Round 11 – Harry Corvese
Harry had drafted a blue-red deck that was much closer to where my deck should have been as black doesn’t offer the same tempo cards as blue. Both games played out similarly as I was able to get off to an aggressive start, knocking him below five life only to lose steam thanks to cards like Sudden Storm and Triton Tactics
Round 12 – Clayton Mirehouse
It was now or never if I wanted to escape with a 1-2 record in my first day-two draft. Clayton’s deck was blue-black tempo with cards like Dissolve and Retraction Helix. However aside from a copy of Thassa’s Emissary that was able to pull out game one, none of the other creatures I saw were able to put up much of a fight against my big ground creatures. And while game one was relatively close, games two and three were greatly in my favor as I was able to amass a large ground force in both games that soon overwhelmed the tricks that my opponent had.

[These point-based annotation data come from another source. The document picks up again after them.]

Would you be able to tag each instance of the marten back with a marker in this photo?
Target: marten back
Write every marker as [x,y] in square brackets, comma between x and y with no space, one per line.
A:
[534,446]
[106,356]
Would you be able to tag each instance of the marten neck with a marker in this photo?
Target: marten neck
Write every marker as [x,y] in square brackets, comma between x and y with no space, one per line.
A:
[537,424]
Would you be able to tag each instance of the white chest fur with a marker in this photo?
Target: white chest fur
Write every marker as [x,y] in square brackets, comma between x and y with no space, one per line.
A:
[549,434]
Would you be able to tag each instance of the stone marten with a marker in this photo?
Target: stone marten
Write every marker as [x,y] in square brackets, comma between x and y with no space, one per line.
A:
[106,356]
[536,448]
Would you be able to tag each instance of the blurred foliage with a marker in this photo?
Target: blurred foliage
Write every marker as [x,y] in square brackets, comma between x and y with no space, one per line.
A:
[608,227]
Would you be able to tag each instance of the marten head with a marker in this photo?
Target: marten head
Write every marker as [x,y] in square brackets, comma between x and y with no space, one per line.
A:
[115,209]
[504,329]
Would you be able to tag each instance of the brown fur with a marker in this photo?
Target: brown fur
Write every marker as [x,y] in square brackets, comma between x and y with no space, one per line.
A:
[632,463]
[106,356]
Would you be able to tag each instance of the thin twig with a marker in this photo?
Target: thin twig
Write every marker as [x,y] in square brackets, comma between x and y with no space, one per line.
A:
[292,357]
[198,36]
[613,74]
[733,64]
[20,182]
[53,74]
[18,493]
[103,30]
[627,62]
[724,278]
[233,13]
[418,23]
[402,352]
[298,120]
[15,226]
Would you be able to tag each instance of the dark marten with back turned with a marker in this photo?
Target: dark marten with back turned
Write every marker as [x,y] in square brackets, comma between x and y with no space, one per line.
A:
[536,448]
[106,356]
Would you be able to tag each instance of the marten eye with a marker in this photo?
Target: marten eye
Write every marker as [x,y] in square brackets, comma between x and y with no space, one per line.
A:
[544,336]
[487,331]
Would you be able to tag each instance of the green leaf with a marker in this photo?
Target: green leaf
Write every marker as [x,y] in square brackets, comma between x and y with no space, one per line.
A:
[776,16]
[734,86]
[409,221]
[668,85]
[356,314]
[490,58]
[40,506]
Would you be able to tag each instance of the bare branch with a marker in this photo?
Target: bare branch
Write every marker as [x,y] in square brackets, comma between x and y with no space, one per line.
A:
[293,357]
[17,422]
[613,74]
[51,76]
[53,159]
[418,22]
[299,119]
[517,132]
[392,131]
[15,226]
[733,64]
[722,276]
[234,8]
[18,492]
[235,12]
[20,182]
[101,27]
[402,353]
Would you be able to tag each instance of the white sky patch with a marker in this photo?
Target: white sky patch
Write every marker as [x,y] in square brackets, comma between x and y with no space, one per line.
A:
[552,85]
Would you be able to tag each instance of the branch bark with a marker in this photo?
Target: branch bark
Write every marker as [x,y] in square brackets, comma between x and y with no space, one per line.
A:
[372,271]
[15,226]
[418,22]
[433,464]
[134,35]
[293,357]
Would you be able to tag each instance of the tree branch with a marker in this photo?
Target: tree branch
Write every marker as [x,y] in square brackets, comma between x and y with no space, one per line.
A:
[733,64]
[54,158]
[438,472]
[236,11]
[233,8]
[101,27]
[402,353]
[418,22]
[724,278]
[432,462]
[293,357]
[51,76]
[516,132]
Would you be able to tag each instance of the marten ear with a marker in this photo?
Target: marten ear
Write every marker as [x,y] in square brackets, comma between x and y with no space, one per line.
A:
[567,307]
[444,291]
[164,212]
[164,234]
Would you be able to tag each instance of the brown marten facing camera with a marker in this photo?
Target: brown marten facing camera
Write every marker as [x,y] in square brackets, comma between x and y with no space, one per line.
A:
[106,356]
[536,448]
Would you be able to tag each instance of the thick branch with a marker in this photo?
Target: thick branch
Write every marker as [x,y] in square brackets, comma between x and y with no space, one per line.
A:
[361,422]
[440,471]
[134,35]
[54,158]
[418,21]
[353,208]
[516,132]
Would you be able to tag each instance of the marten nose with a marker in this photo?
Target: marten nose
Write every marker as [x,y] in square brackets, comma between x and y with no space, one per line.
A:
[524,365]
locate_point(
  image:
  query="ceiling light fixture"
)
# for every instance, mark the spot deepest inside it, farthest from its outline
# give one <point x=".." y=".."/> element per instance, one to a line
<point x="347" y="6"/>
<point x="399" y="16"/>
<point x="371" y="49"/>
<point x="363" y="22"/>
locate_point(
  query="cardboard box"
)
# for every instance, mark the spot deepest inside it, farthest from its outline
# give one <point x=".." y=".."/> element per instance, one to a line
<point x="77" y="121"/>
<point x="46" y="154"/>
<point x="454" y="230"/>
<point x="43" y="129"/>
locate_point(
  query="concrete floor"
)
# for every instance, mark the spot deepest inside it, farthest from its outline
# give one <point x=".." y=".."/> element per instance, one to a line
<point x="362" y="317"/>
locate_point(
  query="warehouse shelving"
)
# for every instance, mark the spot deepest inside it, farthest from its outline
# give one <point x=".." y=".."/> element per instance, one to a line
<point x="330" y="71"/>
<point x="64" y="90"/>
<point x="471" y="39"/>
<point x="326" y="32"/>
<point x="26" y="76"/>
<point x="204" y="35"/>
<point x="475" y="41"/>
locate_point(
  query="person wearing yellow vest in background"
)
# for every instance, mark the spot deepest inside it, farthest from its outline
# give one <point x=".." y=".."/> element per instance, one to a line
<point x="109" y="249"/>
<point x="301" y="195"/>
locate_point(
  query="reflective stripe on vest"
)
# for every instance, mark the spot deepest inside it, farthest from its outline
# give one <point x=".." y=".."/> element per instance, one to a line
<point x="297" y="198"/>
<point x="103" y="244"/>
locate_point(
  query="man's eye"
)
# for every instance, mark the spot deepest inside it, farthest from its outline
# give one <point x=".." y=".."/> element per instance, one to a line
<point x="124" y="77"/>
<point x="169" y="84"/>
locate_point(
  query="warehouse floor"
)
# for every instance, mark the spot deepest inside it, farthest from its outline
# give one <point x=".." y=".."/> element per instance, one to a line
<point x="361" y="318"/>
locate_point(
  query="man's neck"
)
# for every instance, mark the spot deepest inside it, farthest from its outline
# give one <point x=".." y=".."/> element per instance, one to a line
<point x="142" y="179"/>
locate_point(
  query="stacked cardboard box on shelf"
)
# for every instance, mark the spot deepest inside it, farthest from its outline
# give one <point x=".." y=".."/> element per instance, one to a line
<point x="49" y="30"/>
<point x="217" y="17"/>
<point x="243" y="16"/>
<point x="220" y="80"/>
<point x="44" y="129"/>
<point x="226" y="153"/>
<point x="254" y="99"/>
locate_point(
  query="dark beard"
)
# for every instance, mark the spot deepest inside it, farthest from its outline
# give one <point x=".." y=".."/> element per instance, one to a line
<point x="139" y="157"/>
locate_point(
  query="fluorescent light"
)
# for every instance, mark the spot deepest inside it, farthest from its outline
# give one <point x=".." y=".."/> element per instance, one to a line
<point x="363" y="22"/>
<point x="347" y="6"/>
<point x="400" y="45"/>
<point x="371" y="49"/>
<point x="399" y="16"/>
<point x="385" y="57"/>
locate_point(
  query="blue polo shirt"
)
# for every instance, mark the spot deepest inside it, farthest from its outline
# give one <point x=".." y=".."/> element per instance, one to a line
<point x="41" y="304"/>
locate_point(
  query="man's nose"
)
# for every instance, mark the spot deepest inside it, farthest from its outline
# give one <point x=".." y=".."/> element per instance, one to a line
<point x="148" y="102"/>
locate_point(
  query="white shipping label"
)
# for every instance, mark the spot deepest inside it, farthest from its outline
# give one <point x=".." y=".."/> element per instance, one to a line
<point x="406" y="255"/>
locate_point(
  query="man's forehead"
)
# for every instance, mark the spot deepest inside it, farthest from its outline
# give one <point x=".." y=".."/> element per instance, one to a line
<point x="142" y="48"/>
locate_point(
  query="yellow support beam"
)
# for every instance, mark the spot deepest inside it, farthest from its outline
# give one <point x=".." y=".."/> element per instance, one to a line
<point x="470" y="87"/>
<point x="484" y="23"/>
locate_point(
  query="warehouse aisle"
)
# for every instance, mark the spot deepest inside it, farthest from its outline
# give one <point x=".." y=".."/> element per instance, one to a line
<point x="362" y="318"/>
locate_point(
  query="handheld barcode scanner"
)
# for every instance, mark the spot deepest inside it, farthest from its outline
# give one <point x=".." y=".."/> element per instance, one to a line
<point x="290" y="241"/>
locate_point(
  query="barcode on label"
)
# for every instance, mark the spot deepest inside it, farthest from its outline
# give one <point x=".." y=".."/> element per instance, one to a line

After my first draft and talking with several people, I knew early on what I wanted to do in this draft. I was fortunate enough to get a pack-one, pick-one Herald of Torment, which led to a black-white heroic deck. Based on Shiel’s advice, I realized that the creatures were far less important than the tricks you had access to, which is why I picked both ordeals second and third as opposed to slightly better heroic creatures.
Round 13 – Adam Joyce
The only creature I ever saw from my opponent was a Cavern Lampad, which showed up far too late to even make a difference in game one. Game two saw me curve out nicely as all my opponent could muster was a Dark Betrayal and no other spells.
Round 14 – Richard Kraupa
I had been passing to Richard in the draft and was fairly confident that he was solidly in green, which paid off with the opening hand I kept. Ashiok’s Adept carried me to victory as I was able to shred my opponent’s hand thanks to the Adept’s heroic ability and Ordeal of Erebos.
Game three had a crucial part where I had an Ashiok’s Adept bestowed with Herald of Torment that was slowly reducing my life total, to the point that I was on the verge of losing since my opponent had a Nessian Asp. The game turned after I cast a Grey Merchant of Asphodel for five, putting him to 11. Richard alpha-striked into my board and was able to get in four damage, while our creatures bounced off of each other. He didn’t have a follow up play and passed the turn which gave me my window of opportunity as I bestowed Ghostblade Eidolon onto my Adept and swung for lethal, getting me the game and the match.
Round 15 – Dane Allan
Game one was rather quick as we were racing back and forth, but with my combat tricks I was able to get in greater chunks of damage, eventually finding a Hopeful Eidolon to seal the game.
In game two, Setessan Battle Priest came down early and I was able to get an Ordeal of Erebos to attack my opponent’s hand until we were stuck at a standstill with my 4/6 Battle Priest against his Thassa’s Emissary bestowed with a Nylea’s Emissary. The breaking point came when Dane tried to Sudden Storm my two creatures, where I was able to save my Battle Priest thanks to a God’s Willing. Dane attacked in with the Emissary and I was able to block with my pro-blue Battle Priest and freely swung in, finishing him off with a Sip of Hemlock for the win.
Coming into GP Montreal I honestly wasn’t expecting to day two or even have a positive day-one result, as I knew very little about the format and frankly felt overmatched most times I had played Limited as of late. After this performance, however, there is room for more optimism as I played well throughout my sealed rounds, learning how I needed to play and rebounding from my first draft to crush my second draft. Altogether I was very pleased with the 32nd place I was able to achieve, and it gave me a little hope for GP Philadelphia next month.